Run River North first came to mainstream attention when a music video they filmed themselves in a Honda car caught the attention of the car manufacturer and led to an appearance on Jimmy Kimmel Live. Their self-titled debut album came out earlier this year, earning them a “new band of the week” nod from the Guardian but little other press, and the album barely charted – just one week on the Billboard 200 – before disappearing. That’s a bit surprising, as the disc fits right in with the recent wave of folk-rock acts that have followed on the heels of Mumford & Sons and Of Monsters & Men to find commercial if not critical success, and RRN has the raw ingredients to surpass other similar yet uninspiring acts like the Lumineers or American Authors.
The Of Monsters & Men comparison is the most apt here, as Run River North is also a sextet with male and female vocalists, although RRN only features a male lead, and they previously went by the moniker Monsters Calling Home before, I presume, someone pointed out that that hit a little too close to the mark. Where OM&M are exuberant and bold, however, RRN too often opt for subdued and precious, even though their best songs are bursting with energy and emotion from fear to anger to regret. I liked the album overall, but I found myself wanting to hear lead singer Alex Hwang just let it go and show a rough edge or two. Don’t tell me you’ve got the feels; sing it.
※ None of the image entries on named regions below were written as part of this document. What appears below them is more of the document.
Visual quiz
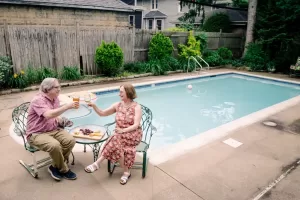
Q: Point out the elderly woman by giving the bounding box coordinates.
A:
[85,84,142,185]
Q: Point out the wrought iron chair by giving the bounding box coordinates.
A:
[105,105,156,178]
[12,102,74,178]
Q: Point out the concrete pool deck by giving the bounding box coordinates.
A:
[0,69,300,200]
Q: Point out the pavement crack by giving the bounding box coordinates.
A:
[154,166,206,200]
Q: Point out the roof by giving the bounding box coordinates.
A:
[205,9,248,22]
[144,10,167,18]
[0,0,133,12]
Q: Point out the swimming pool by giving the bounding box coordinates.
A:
[65,73,300,158]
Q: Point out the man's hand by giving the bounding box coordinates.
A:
[115,128,124,134]
[66,101,79,109]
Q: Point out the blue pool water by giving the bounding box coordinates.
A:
[65,74,300,148]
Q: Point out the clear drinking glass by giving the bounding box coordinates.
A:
[83,94,91,109]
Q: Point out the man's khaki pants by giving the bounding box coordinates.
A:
[28,129,75,173]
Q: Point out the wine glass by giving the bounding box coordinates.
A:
[84,94,91,109]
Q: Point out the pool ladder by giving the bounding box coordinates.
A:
[186,55,209,73]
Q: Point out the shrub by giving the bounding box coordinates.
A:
[0,59,12,88]
[195,33,207,53]
[9,70,28,89]
[178,31,201,60]
[60,66,81,81]
[217,47,232,60]
[203,13,230,33]
[0,56,12,65]
[244,43,268,71]
[148,33,174,60]
[95,41,124,76]
[25,65,38,85]
[160,56,181,71]
[204,51,223,66]
[231,59,245,67]
[36,67,57,83]
[146,60,170,76]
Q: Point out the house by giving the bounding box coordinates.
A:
[122,0,247,30]
[0,0,135,28]
[206,9,248,34]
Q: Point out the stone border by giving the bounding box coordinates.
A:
[0,70,192,96]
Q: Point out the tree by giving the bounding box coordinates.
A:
[254,0,300,72]
[243,0,257,56]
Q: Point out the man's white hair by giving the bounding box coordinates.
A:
[40,78,58,93]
The standouts on the disc bring Hwang closer to that precipice, including “Beetle” and “Excuses,” the latter of which shifts the balance more toward rock than anything else on the album. I almost wonder if Hwang’s diction is too perfect for that kind of song; he’s enunciating every word like Eliza Doolittle going cup-cup-cup-cup of-of-of-of when the lyrics depict a man “acting like a fool” rather than show his true feelings. “Beetle,” my favorite track on the album, is the one time where their Of Monsters & Men impression clicks on all cylinders, building on a core image of someone “running from the ghost on top of the hill” and shifting energies and tempos like a car pulling a series of hairpin turns. “In the Water” dips into a minor key and uses an undulating percussion line to mimic the feeling of rocking on a boat in a swift current … until it slams to a stop for a pretty but incongruous violin line.
The new sounds here are swamped by more derivative tracks where Run River North seem to be paying homage to their influences with imitation rather than innovation. “Fight to Keep” feels culled from the discards off Mumford & Sons’ Babel, while the opener, “Monsters Calling Home,” could easily be from the next Of Monsters & Men record, with the same formula of sing-along “oh-oh-oh-oh” bridges between verses. But where OM&M can feel a little sloppy with their arrangements, giving the music an organic feel that I hope they don’t lose as their success leads to better production, Run River North is too clean and precise, which contributes to the feeling that this is synthetic rock – music by checklist, not by emotion. Just listen to the intro to “Lying Beast,” a song with a title that might lead you to expect a guttural scream to kick out the jam, but that begins instead with quiet parallel vocal that aims for plaintive and comes off as twee.
I think Run River North need to decide who they want to be – another fauxlk-rock act of the kind that are currently flooding the market, or a unique contribution to the field that takes elements of folk or traditional country in a new direction. The band members are all Korean-Americans and sing often of the immigrant experience, with frequent references to “home” as an abstract concept and “name” as a metaphor for identity, so they have something different to say from other artists, many of whom have appropriated these intrinsically American styles of music and merged them with traditions from their own countries. The challenge for Run River North is to turn their technical prowess into more compelling, authentic songs that stand out from the surfeit of similar acts on the scene.